Avant de déposer l’argile sur la table, on la saupoudre d’un peu de sable blanc pour éviter qu’elle ne colle. L’artisan utilise ensuite ses mains pour créer le produit en faisant lui-même le tour de la table. Une fois que la forme est créée, un mince cercle de bambou est utilisé afin de faire une surface lisse.
Les poteries sont ensuite couvertes d’eau d’argile rouge afin d’accentuer encore plus leur couleur après cuisson. La technique de cuisson à ciel ouvert est également un des attributs rares de la poterie de l’ethnie Cham. Cet artisanat est basé sur un sens important de la communauté. En effet, tous les trois ou quatre jours, les artisans du village se rassemblent tous pour effectuer la cuisson.
La poterie et le bois de chauffage sont disposés en rangées horizontales, perpendiculaires à la direction du vent afin de diminuer les risques de fissure. Normalement, une cuisson prend deux à trois heures en fonction de la taille des produits.
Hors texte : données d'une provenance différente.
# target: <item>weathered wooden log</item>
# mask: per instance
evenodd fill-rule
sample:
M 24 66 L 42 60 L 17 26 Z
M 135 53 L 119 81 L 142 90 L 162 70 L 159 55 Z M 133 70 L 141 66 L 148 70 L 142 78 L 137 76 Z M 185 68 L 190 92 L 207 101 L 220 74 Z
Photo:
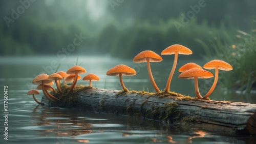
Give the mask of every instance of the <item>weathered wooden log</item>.
M 50 106 L 142 117 L 168 123 L 193 124 L 202 129 L 229 133 L 256 134 L 256 104 L 193 98 L 175 93 L 148 93 L 84 87 L 55 96 Z

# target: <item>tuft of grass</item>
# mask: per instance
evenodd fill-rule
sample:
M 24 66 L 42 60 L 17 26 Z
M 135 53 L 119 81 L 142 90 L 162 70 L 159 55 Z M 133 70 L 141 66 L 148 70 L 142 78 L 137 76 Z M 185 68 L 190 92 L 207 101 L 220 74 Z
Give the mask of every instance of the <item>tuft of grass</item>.
M 254 24 L 256 26 L 256 22 Z M 223 60 L 233 67 L 231 71 L 220 71 L 218 84 L 227 89 L 249 92 L 256 88 L 256 31 L 246 33 L 238 30 L 233 37 L 214 37 L 207 46 L 200 40 L 206 53 L 207 62 Z

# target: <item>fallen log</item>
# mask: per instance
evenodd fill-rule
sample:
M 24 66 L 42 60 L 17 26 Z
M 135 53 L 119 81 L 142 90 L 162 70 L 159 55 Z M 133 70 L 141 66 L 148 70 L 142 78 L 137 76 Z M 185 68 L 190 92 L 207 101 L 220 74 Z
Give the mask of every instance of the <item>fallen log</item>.
M 50 106 L 141 117 L 167 123 L 192 124 L 203 129 L 229 133 L 256 134 L 256 104 L 202 100 L 170 92 L 129 92 L 76 87 L 74 92 L 62 88 L 62 94 Z

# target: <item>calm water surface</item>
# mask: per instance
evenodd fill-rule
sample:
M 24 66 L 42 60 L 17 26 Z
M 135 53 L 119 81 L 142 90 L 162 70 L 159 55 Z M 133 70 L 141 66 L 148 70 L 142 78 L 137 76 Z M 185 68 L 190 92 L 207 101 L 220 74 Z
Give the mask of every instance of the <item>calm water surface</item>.
M 255 137 L 247 135 L 226 135 L 206 131 L 203 128 L 175 125 L 167 127 L 159 122 L 133 117 L 38 105 L 32 96 L 27 95 L 27 92 L 36 88 L 32 84 L 34 76 L 42 72 L 48 74 L 55 72 L 55 62 L 60 63 L 58 71 L 67 71 L 76 64 L 76 56 L 65 60 L 51 56 L 0 57 L 0 83 L 2 87 L 0 91 L 0 109 L 3 116 L 3 87 L 8 85 L 9 112 L 8 141 L 4 140 L 3 135 L 5 119 L 3 117 L 0 118 L 0 129 L 2 131 L 0 143 L 246 143 L 252 142 L 252 139 L 255 139 Z M 191 62 L 201 66 L 205 63 L 198 60 Z M 194 96 L 194 81 L 177 78 L 178 68 L 188 62 L 178 61 L 170 90 Z M 172 61 L 167 61 L 152 63 L 153 76 L 160 89 L 165 87 L 172 63 Z M 154 92 L 145 64 L 109 57 L 79 56 L 78 64 L 80 63 L 80 66 L 87 71 L 87 74 L 94 73 L 100 77 L 100 81 L 93 81 L 93 87 L 121 90 L 118 77 L 108 76 L 105 73 L 112 67 L 123 64 L 134 68 L 137 73 L 134 76 L 124 77 L 127 88 Z M 86 75 L 81 76 L 82 77 Z M 208 81 L 209 79 L 207 81 L 199 81 L 202 95 L 208 90 L 208 85 L 210 84 L 205 84 Z M 88 81 L 82 80 L 79 80 L 78 83 L 89 84 Z M 41 94 L 38 96 L 37 99 L 40 100 L 41 96 Z M 210 98 L 213 100 L 256 103 L 255 95 L 230 92 L 220 88 L 216 90 Z

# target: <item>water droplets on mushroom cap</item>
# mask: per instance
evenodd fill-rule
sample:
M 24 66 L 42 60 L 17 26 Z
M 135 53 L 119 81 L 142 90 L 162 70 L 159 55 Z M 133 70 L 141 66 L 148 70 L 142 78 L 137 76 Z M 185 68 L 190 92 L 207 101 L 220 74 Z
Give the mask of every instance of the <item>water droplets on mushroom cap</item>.
M 178 54 L 186 55 L 191 54 L 193 53 L 191 50 L 185 46 L 180 44 L 174 44 L 164 49 L 161 53 L 161 54 L 166 55 L 175 54 L 176 51 L 177 51 Z
M 86 73 L 86 70 L 84 68 L 79 66 L 76 65 L 69 69 L 67 71 L 67 74 L 75 74 L 76 71 L 78 71 L 78 74 Z
M 232 66 L 228 63 L 219 60 L 211 61 L 204 65 L 204 68 L 206 69 L 214 69 L 216 67 L 218 69 L 224 71 L 230 71 L 233 69 Z
M 42 83 L 44 81 L 44 83 L 50 83 L 52 81 L 52 80 L 48 79 L 49 75 L 45 73 L 40 74 L 37 76 L 36 76 L 32 81 L 32 83 L 34 84 L 40 84 Z
M 146 59 L 148 58 L 150 62 L 160 62 L 163 60 L 161 56 L 151 50 L 144 50 L 139 53 L 133 59 L 134 63 L 146 62 Z
M 194 63 L 189 63 L 181 66 L 179 69 L 179 72 L 182 72 L 192 68 L 198 68 L 203 69 L 200 66 Z
M 197 77 L 198 78 L 209 78 L 213 76 L 214 75 L 209 71 L 195 68 L 184 71 L 179 75 L 179 78 L 191 79 Z
M 38 91 L 35 89 L 32 89 L 29 90 L 27 93 L 27 95 L 39 95 L 39 93 Z
M 99 77 L 94 74 L 94 73 L 89 73 L 89 74 L 86 75 L 82 79 L 83 80 L 92 80 L 92 81 L 95 81 L 95 80 L 99 80 Z
M 122 75 L 131 76 L 136 74 L 136 71 L 134 69 L 124 65 L 118 65 L 108 70 L 106 75 L 119 76 L 120 73 L 122 73 Z
M 60 75 L 55 73 L 50 75 L 48 79 L 51 80 L 55 80 L 55 79 L 61 80 L 62 79 L 62 77 Z

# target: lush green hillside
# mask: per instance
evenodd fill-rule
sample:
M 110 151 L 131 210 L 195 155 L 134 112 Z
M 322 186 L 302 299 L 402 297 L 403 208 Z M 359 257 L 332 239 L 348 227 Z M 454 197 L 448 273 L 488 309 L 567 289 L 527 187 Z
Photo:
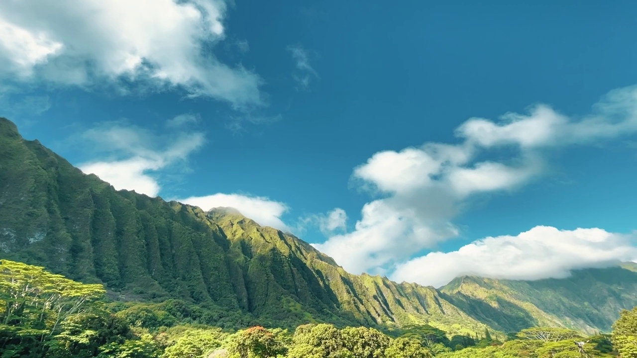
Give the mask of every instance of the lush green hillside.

Selon l’artisan Sôi, les poteries Go diffèrent de celles des autres localités en raison de la qualité de l’argile, de la technique de cuisson et des motifs ornementaux distinctifs.
Valorisation du métier traditionnel
La poterie est un travail minutieux, de longue haleine qui demande certes du savoir-faire, mais aussi beaucoup de patience |
Le village de Binh Duc compte actuellement 155 artisans dont six spécialisés dans la fabrication de poteries artistiques. Contrairement aux céramiques à usage quotidien, la création de ces produits prend généralement beaucoup plus de temps. La plupart d’entre eux se font par commande ou sont présentés au Centre d’exposition de la culture Cham, dans la commune de Phan Hiêp, district de Bac Binh.
Malgré tout, l’artisan Dang Van Son ne se décourage pas et continue d’être passionné par la création d’œuvres artistiques, bien qu’elles ne lui apportent qu’un maigre revenu. Ses produits sont essentiellement des tours, des statues du dieu Shiva ou des Apsara…
"Cela m’a pris trois jours pour fabriquer cette tour à cause des nombreux petits détails", partage M. Son. En effet, selon lui, pour qu’une céramique artistique soit réussie, il faut que le potier soit minutieux, mais surtout passionné par ce qu’il fait.
En dehors de la confection même, l’artisan Dang Van Son présente régulièrement cet art aux visiteurs et élèves qui désirent apprendre le métier. “La plupart des jeunes de nos jours n’y connaissent rien à la poterie, encore moins celle artistique. On ne sait pas vraiment quoi faire pour pourvoir transmettre cet artisanat”, se soucie M. Son.
Actuellement, le Centre d’ex-position de la culture Cham conserve non seulement ces traits culturels mais les présente aussi aux visiteurs. Sa directrice adjointe Lu Thai Nguyên informe que les poteries sont indispensables depuis jadis dans la vie quotidienne de toutes les familles ainsi que dans la culture et la croyance des Cham. L’établissement présente actuellement plus de 1.500 objets. En marge de l’exposition, il invite régulièrement les artisans à présenter la technique de ce métier traditionnel aux visiteurs.
Depuis la nouvelle selon laquelle le Premier ministre vient d’autoriser le ministère de la Culture, des Sports et du Tourisme à soumettre à l’Organisation des Nations unies pour la culture, la science et l’éducation (UNESCO) le dossier "L’art de la céramique des Cham" en vue d’une reconnaissance en tant que patrimoine culturel immatériel nécessitant une sauvegarde d’urgence, le village de Binh Duc est des plus animés. Ses artisans sont extrêmement enthousiastes à l’idée que leur poterie soit préservée et développée de manière durable.